Il a adapté une vieille légende allemande au folklore d’un village proche de Bruges, Damme - où un restaurant un peu surfait mais de qualité néanmoins (Le Siphon) vous prépare des anguilles au vert sensationnelles, soit dit en passant. Il s’agit de « La légende et les aventures héroïques, joyeuses et glorieuses d’Ulenspiegel et de Lamme Goedzak au pays de Flandre et ailleurs ». Sa lecture, parfois savoureuse et truculente, bourguignonne et rabelaisienne, présente néanmoins quelques longueurs. L’ouvrage me fait d’ailleurs penser – je ne sais pourquoi car les souffles sont différents – au « Don Quixotte » ..., les longueurs sans doute.
Voilà maintenant l’épisode auquel je fais allusion.
Un soir que Claes le charbonnier et Soetkin, sa moitié, se chauffaient près de l’âtre, les soldats espagnols (tiens, comme en Euskaldi) vinrent l’appréhender pour hérésie. Après que le bûcher des Habsbourgs eût refroidi, Soetkin et Tyl (son fils) recueillirent une bourse de cendres du pauvre homme et, à chaque moment important de son destin, Tyl devait répéter par la suite : « Les cendres de Claes battent sur ma poitrine (ou sur mon coeur, suivant les versions) ».
Il en fut ainsi également « alors que fumait sur les bûchers la graisse de Flandre » et qu’il voulait « sauver la terre de Flandre ». Ce profond sentiment – NB : non pas « national » mais réellement régional et d’appartenance tribale, populaire - tout Flamand le ressent envers l’occupant au cours de notre histoire: qu’il fût espagnol, autrichien, français, bourguignon et même romain, nous nous disons « Smijt hem buiten » - fous le dehors ! Le pire, ce sont évidemment les Hollandais.
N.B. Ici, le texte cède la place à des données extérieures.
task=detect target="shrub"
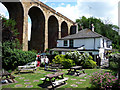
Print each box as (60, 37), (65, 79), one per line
(80, 53), (97, 68)
(90, 72), (117, 89)
(65, 51), (81, 65)
(52, 55), (75, 68)
(2, 42), (36, 70)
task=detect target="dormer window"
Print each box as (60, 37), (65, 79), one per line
(64, 40), (68, 46)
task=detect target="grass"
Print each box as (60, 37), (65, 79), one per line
(2, 67), (108, 88)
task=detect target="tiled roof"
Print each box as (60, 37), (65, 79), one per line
(61, 29), (110, 40)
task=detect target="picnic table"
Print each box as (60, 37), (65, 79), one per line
(67, 66), (85, 76)
(0, 70), (15, 82)
(41, 73), (68, 88)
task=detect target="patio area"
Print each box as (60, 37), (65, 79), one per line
(2, 67), (109, 89)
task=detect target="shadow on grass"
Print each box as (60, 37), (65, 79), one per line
(38, 81), (66, 90)
(14, 71), (35, 74)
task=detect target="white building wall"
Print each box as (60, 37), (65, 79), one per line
(57, 40), (69, 47)
(74, 38), (100, 49)
(95, 38), (101, 50)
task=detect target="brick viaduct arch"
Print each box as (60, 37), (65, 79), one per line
(2, 0), (75, 51)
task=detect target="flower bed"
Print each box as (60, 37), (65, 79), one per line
(90, 72), (119, 89)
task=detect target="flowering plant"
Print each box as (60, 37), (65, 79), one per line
(90, 72), (117, 89)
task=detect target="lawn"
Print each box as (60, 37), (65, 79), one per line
(2, 67), (108, 88)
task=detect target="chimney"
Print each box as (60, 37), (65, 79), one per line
(92, 24), (94, 32)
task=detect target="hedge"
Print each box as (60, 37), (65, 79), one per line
(2, 45), (36, 70)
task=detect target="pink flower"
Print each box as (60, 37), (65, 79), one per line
(108, 79), (111, 82)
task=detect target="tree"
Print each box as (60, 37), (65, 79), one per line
(0, 15), (21, 49)
(76, 16), (120, 49)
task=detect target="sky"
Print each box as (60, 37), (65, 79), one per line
(0, 0), (120, 40)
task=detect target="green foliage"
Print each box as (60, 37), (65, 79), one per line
(31, 49), (37, 53)
(52, 54), (75, 68)
(109, 53), (120, 71)
(80, 53), (97, 68)
(82, 60), (97, 68)
(2, 42), (36, 70)
(90, 72), (117, 89)
(65, 51), (81, 65)
(76, 16), (120, 49)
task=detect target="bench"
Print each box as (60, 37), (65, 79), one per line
(18, 62), (37, 72)
(52, 78), (68, 86)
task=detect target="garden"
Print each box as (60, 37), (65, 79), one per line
(0, 13), (120, 89)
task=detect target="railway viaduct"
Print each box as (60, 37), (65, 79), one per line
(2, 0), (75, 51)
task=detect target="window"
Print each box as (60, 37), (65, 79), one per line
(69, 39), (73, 47)
(64, 40), (67, 46)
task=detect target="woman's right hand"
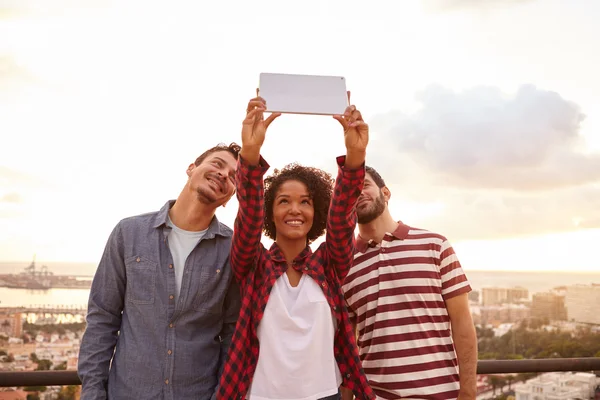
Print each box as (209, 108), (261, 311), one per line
(240, 91), (281, 165)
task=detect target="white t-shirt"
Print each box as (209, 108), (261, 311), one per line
(247, 273), (342, 400)
(167, 217), (208, 302)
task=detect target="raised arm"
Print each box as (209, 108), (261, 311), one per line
(325, 100), (369, 280)
(231, 97), (281, 282)
(78, 224), (126, 400)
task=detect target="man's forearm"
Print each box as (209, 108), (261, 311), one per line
(452, 319), (477, 399)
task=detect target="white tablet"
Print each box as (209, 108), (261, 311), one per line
(259, 73), (348, 115)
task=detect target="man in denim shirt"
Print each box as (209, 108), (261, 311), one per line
(78, 143), (240, 400)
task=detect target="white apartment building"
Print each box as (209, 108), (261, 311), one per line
(515, 372), (600, 400)
(565, 284), (600, 325)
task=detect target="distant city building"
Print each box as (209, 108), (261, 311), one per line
(478, 304), (530, 326)
(481, 287), (529, 306)
(0, 312), (23, 338)
(469, 290), (479, 304)
(565, 284), (600, 325)
(531, 292), (567, 321)
(515, 372), (599, 400)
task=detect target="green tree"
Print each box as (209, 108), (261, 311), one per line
(23, 386), (48, 393)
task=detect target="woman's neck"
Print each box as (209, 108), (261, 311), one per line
(275, 236), (307, 264)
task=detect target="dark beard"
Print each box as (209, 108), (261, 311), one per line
(196, 187), (217, 204)
(356, 191), (385, 225)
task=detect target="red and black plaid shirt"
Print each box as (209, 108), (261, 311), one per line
(217, 156), (375, 400)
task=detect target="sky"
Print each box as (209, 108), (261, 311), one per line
(0, 0), (600, 271)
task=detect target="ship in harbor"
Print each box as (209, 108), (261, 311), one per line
(0, 256), (92, 290)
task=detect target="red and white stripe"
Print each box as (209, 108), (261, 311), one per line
(343, 228), (471, 400)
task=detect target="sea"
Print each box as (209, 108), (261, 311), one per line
(0, 263), (600, 308)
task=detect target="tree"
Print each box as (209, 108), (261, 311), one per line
(504, 375), (516, 392)
(35, 360), (52, 371)
(54, 361), (67, 371)
(488, 375), (500, 397)
(57, 386), (77, 400)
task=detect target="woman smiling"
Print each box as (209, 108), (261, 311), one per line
(217, 97), (375, 400)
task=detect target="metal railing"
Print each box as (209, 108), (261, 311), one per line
(0, 357), (600, 387)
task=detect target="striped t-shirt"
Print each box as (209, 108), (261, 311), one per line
(343, 223), (471, 400)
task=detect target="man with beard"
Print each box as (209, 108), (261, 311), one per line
(78, 143), (240, 400)
(343, 167), (477, 400)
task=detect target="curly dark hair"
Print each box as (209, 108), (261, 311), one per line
(263, 163), (334, 244)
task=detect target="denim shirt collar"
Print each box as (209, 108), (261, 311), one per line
(152, 200), (233, 239)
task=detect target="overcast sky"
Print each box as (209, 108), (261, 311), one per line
(0, 0), (600, 271)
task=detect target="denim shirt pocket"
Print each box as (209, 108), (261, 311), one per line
(125, 255), (157, 304)
(193, 265), (228, 314)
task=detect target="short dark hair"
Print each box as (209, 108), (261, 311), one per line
(263, 163), (334, 244)
(365, 165), (385, 189)
(194, 142), (242, 167)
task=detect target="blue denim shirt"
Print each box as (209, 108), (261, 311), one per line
(78, 200), (240, 400)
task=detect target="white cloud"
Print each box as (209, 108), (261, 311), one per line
(421, 0), (534, 12)
(372, 85), (600, 190)
(369, 86), (600, 239)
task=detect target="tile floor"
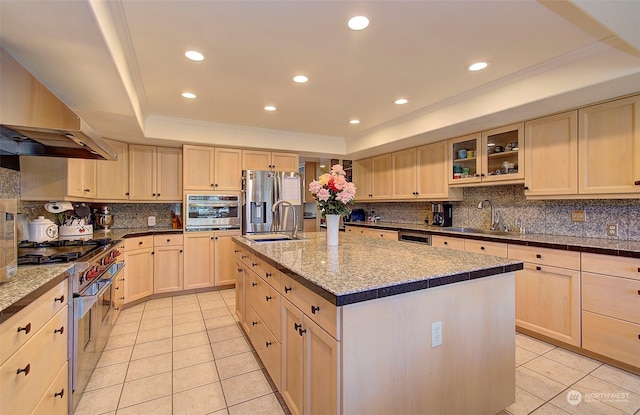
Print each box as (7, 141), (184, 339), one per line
(75, 290), (640, 415)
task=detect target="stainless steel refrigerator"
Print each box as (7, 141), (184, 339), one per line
(242, 170), (304, 234)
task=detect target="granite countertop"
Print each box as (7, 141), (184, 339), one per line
(346, 222), (640, 258)
(234, 232), (523, 305)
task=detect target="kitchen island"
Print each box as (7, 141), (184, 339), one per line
(234, 233), (523, 415)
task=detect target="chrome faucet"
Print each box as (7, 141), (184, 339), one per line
(271, 200), (298, 239)
(478, 199), (500, 231)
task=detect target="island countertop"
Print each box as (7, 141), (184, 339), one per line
(234, 232), (523, 306)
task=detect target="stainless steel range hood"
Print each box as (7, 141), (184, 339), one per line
(0, 49), (117, 160)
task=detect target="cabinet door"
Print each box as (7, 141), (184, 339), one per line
(578, 96), (640, 194)
(184, 232), (215, 290)
(353, 159), (373, 200)
(524, 111), (578, 196)
(182, 145), (216, 190)
(214, 148), (242, 190)
(214, 231), (241, 286)
(153, 245), (184, 294)
(124, 247), (153, 304)
(516, 263), (581, 346)
(96, 139), (129, 200)
(129, 144), (157, 200)
(391, 148), (418, 199)
(156, 147), (182, 201)
(371, 154), (393, 199)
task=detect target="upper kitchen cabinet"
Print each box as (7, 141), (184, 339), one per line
(20, 156), (96, 200)
(524, 111), (578, 197)
(578, 96), (640, 195)
(242, 150), (300, 171)
(129, 144), (182, 202)
(182, 145), (242, 191)
(96, 139), (129, 201)
(449, 123), (524, 185)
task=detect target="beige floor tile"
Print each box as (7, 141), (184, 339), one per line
(119, 372), (172, 407)
(207, 324), (244, 343)
(516, 366), (567, 401)
(516, 346), (538, 366)
(591, 365), (640, 395)
(216, 352), (260, 379)
(117, 396), (173, 415)
(522, 356), (585, 386)
(126, 353), (173, 382)
(516, 333), (556, 354)
(131, 337), (173, 360)
(229, 393), (284, 415)
(173, 331), (209, 352)
(173, 360), (219, 393)
(96, 346), (133, 367)
(173, 345), (213, 370)
(85, 362), (129, 391)
(507, 387), (544, 415)
(104, 333), (137, 350)
(544, 347), (602, 373)
(136, 326), (173, 344)
(222, 370), (273, 406)
(211, 337), (251, 360)
(173, 382), (227, 415)
(173, 320), (206, 337)
(74, 384), (122, 415)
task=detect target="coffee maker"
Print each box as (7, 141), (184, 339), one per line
(431, 203), (453, 228)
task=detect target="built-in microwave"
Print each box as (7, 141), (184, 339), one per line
(184, 193), (242, 232)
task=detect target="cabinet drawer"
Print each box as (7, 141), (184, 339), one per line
(0, 307), (68, 414)
(124, 235), (153, 251)
(509, 244), (580, 270)
(281, 274), (342, 340)
(582, 311), (640, 367)
(431, 235), (465, 251)
(153, 234), (184, 247)
(0, 280), (68, 364)
(582, 254), (640, 280)
(250, 308), (281, 388)
(464, 239), (507, 258)
(31, 363), (69, 415)
(582, 272), (640, 326)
Samia : tu penses que je n’ai pas oublié notre rencontre à Paris ... ni les suivantes ! Si j’ai fait semblant de ne pas te connaître, c’était une « Feingteu » - comme dit Christine - de peur qu’Antonin ne prenne ombrage de notre complicité. Je pense que les vins du Domaine de la Coume Majou présentent les mêmes caractéristiques que ma cuisine : une bonne matière première, pas de recettes compliquées, beaucoup de temps et d’attention (dedication, disent les Britanniques) et ... une grande fierté au bout du compte, toute honte bue.